Crunch Time
Trade in Whisky;
The war resumes. According to Bloomberg data, one ship passed through the Strait of Hormuz yesterday, while energy prices are rising again. I show crude oil, jet fuel, and North Sea natural gas since the start of this year.
Crude Oil and Jet Fuel

There seems to be no end to this conflict as trust has broken down. If the Tanker Wars of the 1980s are any guide, they went on for years, flaring up periodically. The difference between the end of February and today is that oil reserves have been severely depleted. What has become clear is how the stress is most focused on jet fuel, diesel, and North Sea gas, the latter of which largely sets UK and European electricity prices. It means inflation expectations are rising again, and rate cuts are, once again, unlikely.
Two-Year Inflation Expectations

The Middle East isn’t just an oil producer; it has also become the largest exporter of refined products. Gulf fuels are heavier than US fuels and yield much more jet fuel and diesel per barrel. As these fuels have risen faster than crude, that has boosted refining margins.
This week, I am adding a refiner to the Whisky Portfolio. I believe this makes more sense than a producer because it is focused on the pressure point. It also complements our existing position in crude oil exposure, which continues to benefit from the backwardation, giving us an additional and sizeable return over and above the spot oil price movements.
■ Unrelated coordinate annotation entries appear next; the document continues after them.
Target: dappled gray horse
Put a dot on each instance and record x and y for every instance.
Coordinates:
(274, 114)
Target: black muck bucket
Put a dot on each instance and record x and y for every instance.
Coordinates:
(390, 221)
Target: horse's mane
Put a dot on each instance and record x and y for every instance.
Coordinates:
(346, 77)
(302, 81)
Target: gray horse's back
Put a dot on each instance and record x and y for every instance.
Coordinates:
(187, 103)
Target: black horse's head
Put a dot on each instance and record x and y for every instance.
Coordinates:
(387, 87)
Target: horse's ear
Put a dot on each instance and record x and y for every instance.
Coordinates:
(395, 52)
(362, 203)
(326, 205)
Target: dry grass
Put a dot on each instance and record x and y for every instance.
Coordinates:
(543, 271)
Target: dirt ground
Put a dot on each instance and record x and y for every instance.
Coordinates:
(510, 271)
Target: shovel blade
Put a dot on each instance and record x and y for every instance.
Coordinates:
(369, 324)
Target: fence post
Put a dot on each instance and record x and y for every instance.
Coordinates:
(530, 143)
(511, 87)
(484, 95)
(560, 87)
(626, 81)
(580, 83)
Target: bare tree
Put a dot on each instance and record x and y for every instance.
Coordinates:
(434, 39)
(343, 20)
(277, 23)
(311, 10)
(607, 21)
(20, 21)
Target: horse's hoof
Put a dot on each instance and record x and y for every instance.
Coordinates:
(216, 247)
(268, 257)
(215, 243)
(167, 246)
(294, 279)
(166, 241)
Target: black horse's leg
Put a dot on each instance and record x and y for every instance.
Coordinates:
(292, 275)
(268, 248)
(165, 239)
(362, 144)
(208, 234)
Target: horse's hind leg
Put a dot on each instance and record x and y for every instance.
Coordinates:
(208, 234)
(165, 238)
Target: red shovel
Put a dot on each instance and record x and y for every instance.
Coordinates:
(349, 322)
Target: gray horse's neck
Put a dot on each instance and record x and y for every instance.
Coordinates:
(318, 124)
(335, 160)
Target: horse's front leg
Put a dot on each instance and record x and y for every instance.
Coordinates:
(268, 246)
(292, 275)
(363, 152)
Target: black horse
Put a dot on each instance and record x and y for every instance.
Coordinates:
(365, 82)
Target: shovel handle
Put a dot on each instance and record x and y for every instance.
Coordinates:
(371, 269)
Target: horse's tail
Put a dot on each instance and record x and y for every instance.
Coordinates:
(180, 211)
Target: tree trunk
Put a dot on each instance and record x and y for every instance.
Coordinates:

Before I get to that, I wanted to check in on RIT Capital following their announcement. I received several emails about it.
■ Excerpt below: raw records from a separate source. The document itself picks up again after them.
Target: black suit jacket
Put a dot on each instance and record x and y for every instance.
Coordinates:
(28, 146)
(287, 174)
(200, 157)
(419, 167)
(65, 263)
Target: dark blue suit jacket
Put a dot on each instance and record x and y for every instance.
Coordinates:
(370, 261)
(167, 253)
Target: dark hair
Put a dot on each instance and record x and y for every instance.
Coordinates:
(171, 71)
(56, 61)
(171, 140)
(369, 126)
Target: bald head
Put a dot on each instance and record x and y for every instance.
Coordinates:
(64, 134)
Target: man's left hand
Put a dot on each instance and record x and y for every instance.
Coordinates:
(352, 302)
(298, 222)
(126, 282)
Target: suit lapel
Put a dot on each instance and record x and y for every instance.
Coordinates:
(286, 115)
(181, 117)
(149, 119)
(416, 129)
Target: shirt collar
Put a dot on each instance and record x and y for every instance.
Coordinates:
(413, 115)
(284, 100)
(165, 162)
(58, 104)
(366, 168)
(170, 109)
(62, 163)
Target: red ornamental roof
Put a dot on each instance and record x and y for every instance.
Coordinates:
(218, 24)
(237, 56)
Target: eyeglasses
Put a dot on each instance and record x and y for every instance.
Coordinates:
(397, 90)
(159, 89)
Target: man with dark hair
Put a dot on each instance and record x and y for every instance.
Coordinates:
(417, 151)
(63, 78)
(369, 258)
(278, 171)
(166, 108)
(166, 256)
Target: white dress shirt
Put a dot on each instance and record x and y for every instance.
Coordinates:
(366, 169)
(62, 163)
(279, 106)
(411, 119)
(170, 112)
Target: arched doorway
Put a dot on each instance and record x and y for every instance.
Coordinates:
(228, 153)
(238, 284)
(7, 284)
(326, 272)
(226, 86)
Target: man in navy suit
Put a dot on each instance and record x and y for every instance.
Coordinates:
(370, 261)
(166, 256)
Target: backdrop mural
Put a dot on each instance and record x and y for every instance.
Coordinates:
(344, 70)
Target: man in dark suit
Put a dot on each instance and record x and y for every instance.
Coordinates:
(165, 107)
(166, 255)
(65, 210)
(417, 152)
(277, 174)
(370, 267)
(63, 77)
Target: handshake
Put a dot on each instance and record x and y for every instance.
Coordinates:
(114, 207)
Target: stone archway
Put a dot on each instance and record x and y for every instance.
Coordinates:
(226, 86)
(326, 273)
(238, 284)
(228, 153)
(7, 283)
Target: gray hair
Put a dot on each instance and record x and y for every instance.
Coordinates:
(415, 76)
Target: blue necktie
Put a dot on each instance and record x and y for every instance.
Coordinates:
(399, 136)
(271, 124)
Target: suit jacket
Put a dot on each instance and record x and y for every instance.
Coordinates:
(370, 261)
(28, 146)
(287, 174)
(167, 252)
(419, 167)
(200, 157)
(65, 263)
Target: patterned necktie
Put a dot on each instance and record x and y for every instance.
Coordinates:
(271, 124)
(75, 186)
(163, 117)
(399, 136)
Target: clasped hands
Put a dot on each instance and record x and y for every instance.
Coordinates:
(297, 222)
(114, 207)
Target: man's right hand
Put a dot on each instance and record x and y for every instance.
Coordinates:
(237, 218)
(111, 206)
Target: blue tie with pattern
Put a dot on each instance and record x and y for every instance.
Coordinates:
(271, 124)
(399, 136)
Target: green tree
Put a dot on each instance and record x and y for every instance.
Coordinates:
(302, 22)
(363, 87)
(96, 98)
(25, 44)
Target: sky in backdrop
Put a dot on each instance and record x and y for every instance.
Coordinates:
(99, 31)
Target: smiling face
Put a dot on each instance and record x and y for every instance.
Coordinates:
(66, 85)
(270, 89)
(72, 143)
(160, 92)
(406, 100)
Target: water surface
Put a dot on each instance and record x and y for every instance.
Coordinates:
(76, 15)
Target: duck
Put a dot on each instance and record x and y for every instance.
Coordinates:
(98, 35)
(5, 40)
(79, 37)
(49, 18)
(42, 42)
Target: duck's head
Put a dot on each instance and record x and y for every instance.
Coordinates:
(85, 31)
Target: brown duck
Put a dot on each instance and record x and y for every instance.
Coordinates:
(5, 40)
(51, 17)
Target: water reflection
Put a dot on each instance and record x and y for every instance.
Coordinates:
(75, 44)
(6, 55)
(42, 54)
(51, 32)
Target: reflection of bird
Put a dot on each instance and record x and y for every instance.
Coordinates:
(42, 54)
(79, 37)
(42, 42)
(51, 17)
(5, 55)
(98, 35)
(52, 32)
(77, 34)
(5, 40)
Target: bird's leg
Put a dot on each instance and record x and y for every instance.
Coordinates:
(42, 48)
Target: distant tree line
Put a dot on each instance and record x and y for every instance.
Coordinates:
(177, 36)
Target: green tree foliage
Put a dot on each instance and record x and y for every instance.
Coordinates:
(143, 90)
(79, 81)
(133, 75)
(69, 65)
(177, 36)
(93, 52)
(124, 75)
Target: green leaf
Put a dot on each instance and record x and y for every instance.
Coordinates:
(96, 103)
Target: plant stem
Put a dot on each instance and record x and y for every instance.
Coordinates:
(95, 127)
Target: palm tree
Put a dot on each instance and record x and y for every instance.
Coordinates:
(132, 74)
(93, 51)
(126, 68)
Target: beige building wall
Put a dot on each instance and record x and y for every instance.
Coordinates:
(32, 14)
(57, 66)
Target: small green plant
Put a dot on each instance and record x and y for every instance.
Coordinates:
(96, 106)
RIT Capital (RCP) Tender Offer
RCP have announced a series of measures to narrow its discount to net asset value. From their site:
- A tender offer for up to £300 million of Shares at a 15% discount to preliminary NAV as at 30 June 2026, which is expected to be meaningfully accretive to NAV per share for continuing Shareholders;
- A review of dividend policy, including consideration of an increased dividend from 2027;
- The continuation of the Company’s active share buyback programme; and
- The continued application of a disciplined capital allocation framework focused on long-term value creation.
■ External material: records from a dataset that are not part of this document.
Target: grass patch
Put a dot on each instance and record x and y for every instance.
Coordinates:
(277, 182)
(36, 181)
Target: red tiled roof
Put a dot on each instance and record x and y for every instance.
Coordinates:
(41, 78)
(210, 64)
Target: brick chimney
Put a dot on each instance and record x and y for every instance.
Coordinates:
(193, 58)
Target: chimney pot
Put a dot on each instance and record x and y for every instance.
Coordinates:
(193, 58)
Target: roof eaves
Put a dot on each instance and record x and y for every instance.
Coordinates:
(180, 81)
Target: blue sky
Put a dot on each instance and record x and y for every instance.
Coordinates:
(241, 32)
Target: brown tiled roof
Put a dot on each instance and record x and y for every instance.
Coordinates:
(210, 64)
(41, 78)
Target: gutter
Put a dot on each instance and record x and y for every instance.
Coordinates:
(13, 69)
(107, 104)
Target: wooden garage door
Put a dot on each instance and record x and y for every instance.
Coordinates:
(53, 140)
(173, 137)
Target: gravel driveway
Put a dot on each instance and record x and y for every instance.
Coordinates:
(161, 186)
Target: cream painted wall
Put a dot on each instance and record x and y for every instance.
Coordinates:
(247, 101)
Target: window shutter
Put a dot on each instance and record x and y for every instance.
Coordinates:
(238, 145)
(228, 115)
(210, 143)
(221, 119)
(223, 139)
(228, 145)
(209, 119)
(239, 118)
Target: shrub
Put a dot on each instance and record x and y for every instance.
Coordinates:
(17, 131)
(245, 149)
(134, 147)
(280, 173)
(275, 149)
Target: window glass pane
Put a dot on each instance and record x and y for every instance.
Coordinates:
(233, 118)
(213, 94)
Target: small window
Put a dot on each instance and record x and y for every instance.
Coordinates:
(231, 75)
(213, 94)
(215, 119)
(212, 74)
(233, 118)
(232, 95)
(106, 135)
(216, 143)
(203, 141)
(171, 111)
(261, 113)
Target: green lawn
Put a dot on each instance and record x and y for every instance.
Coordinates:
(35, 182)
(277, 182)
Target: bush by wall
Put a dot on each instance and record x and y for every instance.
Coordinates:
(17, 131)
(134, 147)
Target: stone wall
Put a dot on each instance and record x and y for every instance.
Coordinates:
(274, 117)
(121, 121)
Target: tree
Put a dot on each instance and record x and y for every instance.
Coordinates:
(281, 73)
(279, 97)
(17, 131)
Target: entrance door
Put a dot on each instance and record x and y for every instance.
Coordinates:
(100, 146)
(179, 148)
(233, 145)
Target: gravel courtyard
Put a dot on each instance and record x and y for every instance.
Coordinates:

I added RCP in January 2024, as I felt the discount was wide, offering a very attractive entry point. I added more last September. The NAV has done quite well, while the discount has narrowed, making this a strong performer.
RIT Capital: Net Asset Value

The series of measures taken by RCP is well-intended. They want to get rid of the discount as much as we do. I think the discount will disappear over time as the share price returns to par or NAV.
RCP have already bought back 12.5% of their shares over the past five years, and they propose to buy back a further 10% via a tender offer. If we take the shilling at a 15% discount, there is a modest uplift. But bear in mind the share price has already risen by 7.6% last week to reflect some of that. Furthermore, the buyback is for 10% of the overall stock, and so shareholders may not get filled.
The real issue is whether we want to own this fund or not. If shareholders want to sell, then the tender allows a good opportunity to do so. If we prefer to hold, then selling a few shares at a slightly higher price makes no sense.
I like RCP as it is an ideal holding for Soda. It is well-managed, diversified, and dynamic, with the occasional surprise such as SpaceX. With the NAV at 3030p and the price at 2440p, there is still a 25% upside plus fund returns by doing nothing. That may take longer to come to fruition, but the board members are motivated.
Given that I intend to hold RCP for some time, I opt to take no action.